Get the state of a Switch in onCreate()

Question

So my question is how I can get the state of a Switch.

I have this Code:

   notificationSwitch.setOnClickListener(new View.OnClickListener() {
        @Override
        public void onClick(View v) {
            if(notificationSwitch.isChecked()){
                System.out.println("Checked");
                SharedPreferences.Editor editor = getSharedPreferences("save", MODE_PRIVATE).edit();
                editor.putBoolean("value", true);
                editor.apply();
                notificationSwitch.setChecked(true);
            }else{
                System.out.println("not checked");
                SharedPreferences.Editor editor = getSharedPreferences("save", MODE_PRIVATE).edit();
                editor.putBoolean("value", false);
                editor.apply();
                notificationSwitch.setChecked(false);
            }
        }
    });

The state of the switch is saved in the Shared Preferences and if I start the app the Switch is on the same state as when I left the app.

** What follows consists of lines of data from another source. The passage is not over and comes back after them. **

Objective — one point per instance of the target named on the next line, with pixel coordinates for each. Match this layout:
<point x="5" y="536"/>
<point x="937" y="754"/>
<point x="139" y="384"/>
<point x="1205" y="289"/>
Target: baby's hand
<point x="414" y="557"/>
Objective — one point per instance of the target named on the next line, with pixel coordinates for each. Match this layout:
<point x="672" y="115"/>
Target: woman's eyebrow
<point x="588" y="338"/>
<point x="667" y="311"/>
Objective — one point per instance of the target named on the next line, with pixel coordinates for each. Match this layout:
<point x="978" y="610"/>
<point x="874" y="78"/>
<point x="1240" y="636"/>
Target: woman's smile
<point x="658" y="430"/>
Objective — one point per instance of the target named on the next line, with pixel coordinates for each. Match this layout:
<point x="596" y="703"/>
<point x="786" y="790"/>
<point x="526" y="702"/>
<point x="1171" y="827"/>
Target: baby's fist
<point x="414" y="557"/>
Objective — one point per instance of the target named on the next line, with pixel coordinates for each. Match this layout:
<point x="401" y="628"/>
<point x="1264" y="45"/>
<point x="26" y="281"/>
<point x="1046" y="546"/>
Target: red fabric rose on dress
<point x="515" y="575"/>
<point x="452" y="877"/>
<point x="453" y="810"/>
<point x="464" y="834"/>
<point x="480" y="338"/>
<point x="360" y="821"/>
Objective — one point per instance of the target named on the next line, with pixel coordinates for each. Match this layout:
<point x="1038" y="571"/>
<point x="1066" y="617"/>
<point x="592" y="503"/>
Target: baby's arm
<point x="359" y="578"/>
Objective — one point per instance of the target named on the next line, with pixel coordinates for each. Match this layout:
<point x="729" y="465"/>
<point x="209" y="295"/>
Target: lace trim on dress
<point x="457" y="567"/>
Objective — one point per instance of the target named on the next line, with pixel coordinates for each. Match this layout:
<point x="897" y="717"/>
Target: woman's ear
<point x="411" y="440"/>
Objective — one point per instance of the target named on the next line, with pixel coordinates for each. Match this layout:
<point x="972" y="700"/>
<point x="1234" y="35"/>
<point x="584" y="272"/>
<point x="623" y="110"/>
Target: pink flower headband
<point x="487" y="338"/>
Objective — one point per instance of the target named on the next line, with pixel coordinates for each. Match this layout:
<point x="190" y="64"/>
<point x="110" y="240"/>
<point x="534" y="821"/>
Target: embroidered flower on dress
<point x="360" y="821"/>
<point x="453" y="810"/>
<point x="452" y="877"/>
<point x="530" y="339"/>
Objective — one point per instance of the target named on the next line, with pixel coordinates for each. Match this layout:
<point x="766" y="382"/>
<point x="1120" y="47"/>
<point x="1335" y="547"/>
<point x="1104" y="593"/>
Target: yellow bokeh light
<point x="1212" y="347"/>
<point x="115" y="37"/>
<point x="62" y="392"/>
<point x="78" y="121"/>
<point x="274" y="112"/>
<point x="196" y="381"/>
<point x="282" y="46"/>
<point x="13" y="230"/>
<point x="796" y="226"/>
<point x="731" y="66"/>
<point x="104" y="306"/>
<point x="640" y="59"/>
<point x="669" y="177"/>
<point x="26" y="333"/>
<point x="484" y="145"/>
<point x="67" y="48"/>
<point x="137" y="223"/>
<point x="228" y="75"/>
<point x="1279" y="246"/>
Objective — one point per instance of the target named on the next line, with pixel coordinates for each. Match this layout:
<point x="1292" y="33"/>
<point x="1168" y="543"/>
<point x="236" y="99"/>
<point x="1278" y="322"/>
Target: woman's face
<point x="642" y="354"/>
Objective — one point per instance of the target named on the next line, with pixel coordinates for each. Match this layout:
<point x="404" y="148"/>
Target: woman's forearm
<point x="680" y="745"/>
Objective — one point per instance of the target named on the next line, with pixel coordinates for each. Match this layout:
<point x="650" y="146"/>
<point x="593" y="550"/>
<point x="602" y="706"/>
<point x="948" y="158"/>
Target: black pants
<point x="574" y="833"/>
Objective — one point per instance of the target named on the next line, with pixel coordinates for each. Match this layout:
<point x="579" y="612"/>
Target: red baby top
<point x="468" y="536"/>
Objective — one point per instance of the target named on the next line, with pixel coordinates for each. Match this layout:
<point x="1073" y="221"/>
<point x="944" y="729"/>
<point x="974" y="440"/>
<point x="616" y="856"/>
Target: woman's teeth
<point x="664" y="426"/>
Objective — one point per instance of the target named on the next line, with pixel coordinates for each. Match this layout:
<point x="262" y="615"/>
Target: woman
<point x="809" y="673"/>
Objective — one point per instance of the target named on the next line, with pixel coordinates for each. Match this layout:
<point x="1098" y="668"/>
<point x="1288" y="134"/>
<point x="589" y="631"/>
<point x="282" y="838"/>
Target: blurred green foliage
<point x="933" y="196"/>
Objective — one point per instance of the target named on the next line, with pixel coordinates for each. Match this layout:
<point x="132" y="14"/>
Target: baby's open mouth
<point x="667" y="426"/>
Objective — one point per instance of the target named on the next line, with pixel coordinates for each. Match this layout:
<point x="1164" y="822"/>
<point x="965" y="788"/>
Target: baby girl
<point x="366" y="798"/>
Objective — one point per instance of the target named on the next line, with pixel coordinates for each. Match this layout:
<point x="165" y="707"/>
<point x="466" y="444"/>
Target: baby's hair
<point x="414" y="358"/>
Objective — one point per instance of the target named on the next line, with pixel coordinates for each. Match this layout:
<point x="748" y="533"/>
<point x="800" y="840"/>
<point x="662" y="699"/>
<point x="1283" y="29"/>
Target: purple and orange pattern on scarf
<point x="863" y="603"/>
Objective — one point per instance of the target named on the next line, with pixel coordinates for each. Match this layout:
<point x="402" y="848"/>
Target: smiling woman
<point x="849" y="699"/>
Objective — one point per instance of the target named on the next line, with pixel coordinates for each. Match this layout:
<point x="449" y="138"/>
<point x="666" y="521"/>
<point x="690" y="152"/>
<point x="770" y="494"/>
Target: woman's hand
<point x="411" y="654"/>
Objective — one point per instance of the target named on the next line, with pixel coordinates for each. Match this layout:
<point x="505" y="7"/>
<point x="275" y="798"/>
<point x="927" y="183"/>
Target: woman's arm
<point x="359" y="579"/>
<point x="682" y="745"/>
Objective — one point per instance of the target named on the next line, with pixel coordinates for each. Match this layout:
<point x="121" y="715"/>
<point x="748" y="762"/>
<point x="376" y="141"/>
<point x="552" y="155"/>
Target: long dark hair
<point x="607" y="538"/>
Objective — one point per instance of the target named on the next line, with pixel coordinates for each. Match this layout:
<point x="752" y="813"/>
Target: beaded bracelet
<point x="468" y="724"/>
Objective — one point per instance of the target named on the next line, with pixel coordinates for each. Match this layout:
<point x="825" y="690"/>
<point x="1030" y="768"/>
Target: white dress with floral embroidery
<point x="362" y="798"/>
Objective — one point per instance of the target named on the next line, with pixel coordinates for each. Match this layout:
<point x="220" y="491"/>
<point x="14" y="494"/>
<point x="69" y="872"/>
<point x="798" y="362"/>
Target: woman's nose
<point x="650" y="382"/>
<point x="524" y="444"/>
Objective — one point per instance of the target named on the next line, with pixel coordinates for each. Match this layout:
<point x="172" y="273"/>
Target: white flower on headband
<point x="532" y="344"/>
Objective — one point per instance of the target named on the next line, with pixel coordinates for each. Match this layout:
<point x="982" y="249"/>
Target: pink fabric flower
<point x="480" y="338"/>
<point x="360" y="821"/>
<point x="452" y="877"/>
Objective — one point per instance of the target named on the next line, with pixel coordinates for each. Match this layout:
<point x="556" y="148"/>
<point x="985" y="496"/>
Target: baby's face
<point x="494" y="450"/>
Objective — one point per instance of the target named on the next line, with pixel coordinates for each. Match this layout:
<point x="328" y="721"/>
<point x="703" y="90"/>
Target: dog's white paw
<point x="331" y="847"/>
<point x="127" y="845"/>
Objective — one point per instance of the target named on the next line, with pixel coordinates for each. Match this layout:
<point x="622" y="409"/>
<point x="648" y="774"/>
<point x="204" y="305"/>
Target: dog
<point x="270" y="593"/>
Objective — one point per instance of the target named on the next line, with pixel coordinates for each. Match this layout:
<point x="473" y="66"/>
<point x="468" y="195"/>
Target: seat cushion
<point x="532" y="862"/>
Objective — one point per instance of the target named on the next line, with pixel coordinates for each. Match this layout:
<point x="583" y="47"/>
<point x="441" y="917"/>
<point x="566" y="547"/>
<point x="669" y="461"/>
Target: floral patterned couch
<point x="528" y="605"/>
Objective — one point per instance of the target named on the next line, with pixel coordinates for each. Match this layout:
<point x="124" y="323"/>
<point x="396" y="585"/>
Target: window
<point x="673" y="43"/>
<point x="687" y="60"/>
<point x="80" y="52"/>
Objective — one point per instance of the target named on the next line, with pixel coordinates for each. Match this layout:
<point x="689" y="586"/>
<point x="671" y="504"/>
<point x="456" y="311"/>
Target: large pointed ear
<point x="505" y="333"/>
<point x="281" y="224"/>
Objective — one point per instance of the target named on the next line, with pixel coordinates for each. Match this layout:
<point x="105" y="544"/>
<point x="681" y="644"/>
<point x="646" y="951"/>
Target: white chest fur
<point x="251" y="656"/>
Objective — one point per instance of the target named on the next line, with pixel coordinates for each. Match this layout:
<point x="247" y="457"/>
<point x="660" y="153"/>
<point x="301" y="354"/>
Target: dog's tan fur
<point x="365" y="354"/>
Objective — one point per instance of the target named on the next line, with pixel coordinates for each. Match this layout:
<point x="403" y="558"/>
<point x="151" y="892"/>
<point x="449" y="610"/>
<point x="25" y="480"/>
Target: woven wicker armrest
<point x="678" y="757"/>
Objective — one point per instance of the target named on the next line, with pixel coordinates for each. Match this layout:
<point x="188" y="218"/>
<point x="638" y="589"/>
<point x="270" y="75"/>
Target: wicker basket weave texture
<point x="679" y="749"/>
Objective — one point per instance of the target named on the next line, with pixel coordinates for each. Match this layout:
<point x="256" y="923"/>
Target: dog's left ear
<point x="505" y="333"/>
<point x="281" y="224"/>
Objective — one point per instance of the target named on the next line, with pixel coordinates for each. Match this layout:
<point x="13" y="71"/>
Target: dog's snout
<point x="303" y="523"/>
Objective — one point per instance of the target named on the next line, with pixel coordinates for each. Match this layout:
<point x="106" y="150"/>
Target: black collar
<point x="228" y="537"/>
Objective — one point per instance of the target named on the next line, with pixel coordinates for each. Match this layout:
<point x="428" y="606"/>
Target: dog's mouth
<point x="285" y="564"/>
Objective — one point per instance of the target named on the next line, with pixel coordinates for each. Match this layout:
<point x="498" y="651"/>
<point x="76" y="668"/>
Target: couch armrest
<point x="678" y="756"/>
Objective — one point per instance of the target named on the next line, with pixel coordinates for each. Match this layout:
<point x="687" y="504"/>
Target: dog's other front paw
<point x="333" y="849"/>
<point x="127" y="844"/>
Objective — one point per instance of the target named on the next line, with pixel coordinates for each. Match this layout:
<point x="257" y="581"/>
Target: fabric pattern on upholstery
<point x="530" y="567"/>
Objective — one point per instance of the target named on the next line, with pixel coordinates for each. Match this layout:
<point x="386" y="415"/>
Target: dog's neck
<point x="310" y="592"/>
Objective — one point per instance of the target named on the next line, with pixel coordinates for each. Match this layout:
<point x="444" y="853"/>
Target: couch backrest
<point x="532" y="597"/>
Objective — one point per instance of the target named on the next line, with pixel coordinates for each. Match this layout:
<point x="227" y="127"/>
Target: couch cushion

But when I start the app is should print checked or not checked but it doesn't print out anything

Answer 1

I will answer based on the title:

To get the state of the switch in onCreate():

//in onCreate:

SharedPreferences prefrences = getSharedPreferences("save", MODE_PRIVATE);
//false mean if not found set to false as default
boolean stateSwitch = prefrences.getBoolean("value",false);



//set state for switch
notificationSwitch.setChecked(stateSwitch);

//log the state
if(stateSwitch == true){
    Log.d("TAG","checked");
}else{
    Log.d("TAG","not checked");
}

UPDATE

• keep your onclicklistener the same, and add the code I provided before your onclicklistener in onCreate:

1) when you turn switch on and leave activity and come back it must stay on.

2) when you turn switch off and leave activity and come back it must stay off.

3) if you do nothing leave activity and come back it must stay off.